I know that I had spend just about a year “whining” about my old hustler. Also in talking with others about him I’ve run into a term that more than likely I just have gravitated towards, “sociopath”. Sometimes I have to remember that I’m not a mental health professional, and I have to stop myself from wondering who else had I run into who might have been a sociopath.
Doing that would just continue to drive me nuts and place me deeper within the kaos.
What have I written about since writing about trying to have rules of no engagement with Anthony. I’ve had the greatest period of peace in my life since I have met him. Think about this after he made some of his moves when we first met at the theater, I started off avoiding him because he came at me right away begging. Also he was the type that would let me know I had a crisis and really try to drive home that he was trying to avert this crisis.
His questions and comments about me being a virgin, I’ve decided was an attempt at an edge. He wanted me to think of it as a bad thing and it’s something I must address before a certain point before it becomes a problem. It’s probably not really an issue for him since he seems to have little issue getting any – he loves to chase p@$$y although he seems to be perpetually single. What I’ve begun to theorize since I’ve known him is this small piece of information to him means I have some value to him – i.e. money at his beck and call.
I often say that my current rules of no engagement might well bother him. He may not entirely know why I’m just not answering the phone for him. He may not understand my lack of urgency as far as his voicemail at the end of last year. Then again he might realize that I’m trying to cut ties, perhaps he knows “my game” and since that wasn’t part of his plan he’s probably trying to get me back onto his planet.

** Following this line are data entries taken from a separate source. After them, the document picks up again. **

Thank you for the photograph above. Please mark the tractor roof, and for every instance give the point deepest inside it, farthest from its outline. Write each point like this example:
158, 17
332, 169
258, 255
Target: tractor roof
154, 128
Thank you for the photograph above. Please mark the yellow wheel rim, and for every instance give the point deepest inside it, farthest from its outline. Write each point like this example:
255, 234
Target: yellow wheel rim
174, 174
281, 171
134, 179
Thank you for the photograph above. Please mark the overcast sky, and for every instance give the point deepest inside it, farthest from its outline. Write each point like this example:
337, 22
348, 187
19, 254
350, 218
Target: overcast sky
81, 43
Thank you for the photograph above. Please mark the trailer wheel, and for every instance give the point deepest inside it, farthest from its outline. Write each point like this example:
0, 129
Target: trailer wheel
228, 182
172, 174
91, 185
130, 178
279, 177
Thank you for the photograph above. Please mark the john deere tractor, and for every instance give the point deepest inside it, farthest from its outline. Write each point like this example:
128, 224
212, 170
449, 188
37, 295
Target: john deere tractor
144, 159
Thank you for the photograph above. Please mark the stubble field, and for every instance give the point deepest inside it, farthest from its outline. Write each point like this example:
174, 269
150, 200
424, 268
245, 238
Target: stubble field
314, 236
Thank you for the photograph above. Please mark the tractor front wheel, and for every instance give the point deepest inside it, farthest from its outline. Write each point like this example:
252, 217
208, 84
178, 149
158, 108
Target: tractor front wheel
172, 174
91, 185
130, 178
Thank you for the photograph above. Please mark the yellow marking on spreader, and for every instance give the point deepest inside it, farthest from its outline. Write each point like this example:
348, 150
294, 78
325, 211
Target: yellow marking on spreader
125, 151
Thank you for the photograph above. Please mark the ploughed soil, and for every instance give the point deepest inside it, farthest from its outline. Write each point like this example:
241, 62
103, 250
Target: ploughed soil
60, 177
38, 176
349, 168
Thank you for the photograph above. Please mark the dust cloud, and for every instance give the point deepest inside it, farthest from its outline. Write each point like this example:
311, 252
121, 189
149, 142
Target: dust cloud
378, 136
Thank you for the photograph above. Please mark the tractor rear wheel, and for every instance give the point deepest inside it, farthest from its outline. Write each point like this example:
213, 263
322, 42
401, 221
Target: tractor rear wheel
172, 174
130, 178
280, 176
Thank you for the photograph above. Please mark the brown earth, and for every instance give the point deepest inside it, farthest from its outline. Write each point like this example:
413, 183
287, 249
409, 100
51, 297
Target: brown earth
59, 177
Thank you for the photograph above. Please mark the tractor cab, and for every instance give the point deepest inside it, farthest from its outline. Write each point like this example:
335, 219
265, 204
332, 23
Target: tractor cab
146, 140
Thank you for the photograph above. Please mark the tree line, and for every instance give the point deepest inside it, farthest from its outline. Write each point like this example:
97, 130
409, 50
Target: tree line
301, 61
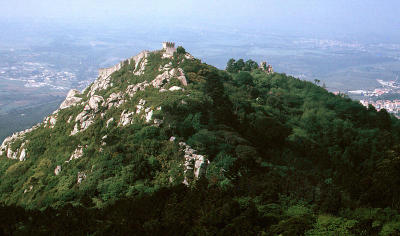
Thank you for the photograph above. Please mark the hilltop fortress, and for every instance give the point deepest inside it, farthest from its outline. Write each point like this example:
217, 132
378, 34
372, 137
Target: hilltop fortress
168, 51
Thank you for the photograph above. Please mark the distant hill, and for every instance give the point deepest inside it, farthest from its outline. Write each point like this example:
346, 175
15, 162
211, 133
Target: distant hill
164, 144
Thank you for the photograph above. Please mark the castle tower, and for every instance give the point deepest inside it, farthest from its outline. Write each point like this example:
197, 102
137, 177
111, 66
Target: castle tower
169, 48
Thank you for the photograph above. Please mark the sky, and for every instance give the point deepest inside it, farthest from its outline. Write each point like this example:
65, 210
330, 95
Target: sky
355, 18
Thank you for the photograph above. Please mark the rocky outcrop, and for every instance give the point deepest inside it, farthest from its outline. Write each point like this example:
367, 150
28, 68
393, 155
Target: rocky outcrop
50, 121
81, 176
78, 153
57, 170
175, 88
71, 99
109, 121
132, 89
114, 100
86, 117
194, 163
20, 152
126, 118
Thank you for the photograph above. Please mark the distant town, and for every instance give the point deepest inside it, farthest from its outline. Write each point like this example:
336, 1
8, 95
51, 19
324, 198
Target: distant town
386, 97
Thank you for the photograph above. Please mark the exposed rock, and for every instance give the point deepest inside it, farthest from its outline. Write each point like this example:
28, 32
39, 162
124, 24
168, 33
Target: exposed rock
109, 121
22, 155
104, 143
71, 99
175, 88
78, 153
11, 154
126, 118
57, 170
160, 80
50, 121
29, 189
115, 99
140, 106
94, 102
85, 119
142, 66
11, 139
193, 161
149, 114
103, 82
189, 56
81, 177
132, 89
69, 119
158, 122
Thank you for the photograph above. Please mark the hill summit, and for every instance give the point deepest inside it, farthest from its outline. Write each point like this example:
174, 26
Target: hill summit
196, 150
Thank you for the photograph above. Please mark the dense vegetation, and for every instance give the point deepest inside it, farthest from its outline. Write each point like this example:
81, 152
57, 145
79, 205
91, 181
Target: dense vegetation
286, 157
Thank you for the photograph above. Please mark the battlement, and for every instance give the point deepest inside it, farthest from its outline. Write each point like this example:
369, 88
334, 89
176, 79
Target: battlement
265, 67
167, 45
169, 48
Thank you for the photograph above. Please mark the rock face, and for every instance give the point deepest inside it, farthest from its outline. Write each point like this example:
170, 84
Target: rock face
57, 170
94, 104
193, 162
81, 176
71, 99
78, 153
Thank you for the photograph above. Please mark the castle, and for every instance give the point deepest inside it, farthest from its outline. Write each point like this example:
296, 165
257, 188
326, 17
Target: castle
169, 48
265, 67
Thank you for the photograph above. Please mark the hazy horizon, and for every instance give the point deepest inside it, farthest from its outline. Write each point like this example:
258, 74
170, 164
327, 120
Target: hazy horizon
355, 20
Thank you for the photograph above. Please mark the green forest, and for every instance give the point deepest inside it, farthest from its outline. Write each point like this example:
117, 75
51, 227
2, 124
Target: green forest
286, 156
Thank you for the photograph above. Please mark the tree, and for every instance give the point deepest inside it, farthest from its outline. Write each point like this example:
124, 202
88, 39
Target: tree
250, 65
240, 64
231, 66
180, 50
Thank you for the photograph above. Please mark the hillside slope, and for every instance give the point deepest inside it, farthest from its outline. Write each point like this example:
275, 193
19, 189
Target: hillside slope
177, 140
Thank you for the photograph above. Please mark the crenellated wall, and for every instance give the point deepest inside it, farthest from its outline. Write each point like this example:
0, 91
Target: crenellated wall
105, 72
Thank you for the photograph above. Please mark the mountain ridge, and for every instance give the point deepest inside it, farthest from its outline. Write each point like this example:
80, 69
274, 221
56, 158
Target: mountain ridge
196, 150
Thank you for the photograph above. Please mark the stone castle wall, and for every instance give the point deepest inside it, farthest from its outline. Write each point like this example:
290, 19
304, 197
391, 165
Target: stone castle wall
105, 72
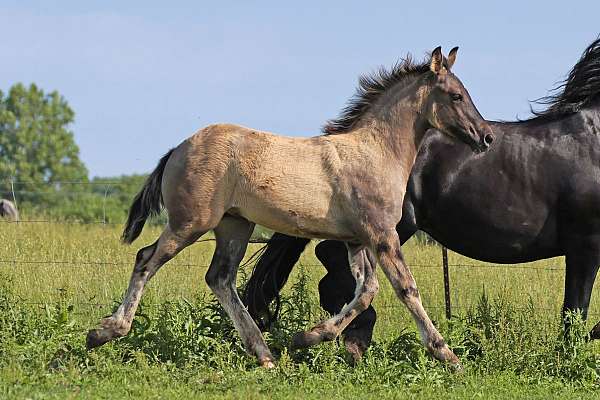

His motivations for “befriending” me years ago is clear to me. I realize that our conversations about life or business was empty – and as far as yours truly I suspect Anthony considers anything I say about life to be empty. I realize most of them time we would ever talk it often could lead to him asking for something. And now if he can keep the lines of communication going it’ll happen again because that’s the pattern.
So while a few months ago I showed a video actually of psychopaths and have used sociopath or sociopathy with regards to someone I once considered a friend I don’t want to be so judgemental. Do I think I’m still under the gun from him? Yes. However I must restate how it’s important for rules of NO engagement. I still feel as if a final dramatic confrontation will remain a very stressful concept.